On Monday, the Senate Appropriations Committee restored funds for the college’s $31.2 million academic building. House budget writers had reduced the project to $25 million.

At a Greater Hall Chamber of Commerce breakfast Tuesday, Gainesville State President Martha Nesbitt said that during the past 10 years, the college has averaged about 11 percent growth each year. That makes the college the fastest-growing institution in the University System of Georgia’s 35 schools.

If the funding had not been restored, she said she would have had to consider limiting enrollment at the Gainesville campus for the fall 2011 semester.

"I can’t tell you how much we need this building," she said. "We are running out of room."

Nesbitt said since she capped enrollment at the college’s Oconee campus, the Oakwood campus has grown 16 percent.

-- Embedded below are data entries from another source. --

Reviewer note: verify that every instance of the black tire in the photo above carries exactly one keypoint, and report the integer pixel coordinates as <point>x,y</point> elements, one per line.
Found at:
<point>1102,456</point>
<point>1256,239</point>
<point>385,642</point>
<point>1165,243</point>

She said she’s been trying to get funding for the $31.2 million academic building since 2002. Gainesville State faculty helped design the building that will house classrooms, labs and professor office space. She said with the design already in place, the proposed $6.2 million cut would have stymied the project.

"You can’t just kind of lop off a wing, you’ve got to go back and redesign," she said.

She said the state funding can’t come soon enough. "If we get the funding July 1, you’ll see people out there with shovels July 2," she said.

Gainesville State isn’t the only school experiencing an increase in enrollment.

Linda Barrow, vice president for academic affairs at Lanier Technical College, said the college’s mission to provide students work force skills continues to draw more students as jobs remain scarce.

"We see folks on a daily basis who say, ‘I’ve been laid off, and I drove a fork lift for 30 years. I don’t know how to do anything else,’" she said.

Barrow said enrollment for Lanier Tech’s spring quarter began Monday. Compared to last quarter, she said Lanier Tech already has enrolled 11 percent more students and boasts 3,342 students as of Tuesday.

She said the college also is in the process of transitioning from a quarterly curriculum to a semester curriculum. Barrow said the school aims to complete the transition by January 2011. A semester-based curriculum will put the college in sync with Gainesville State and high schools to ease dual-enrollment and transfer issues.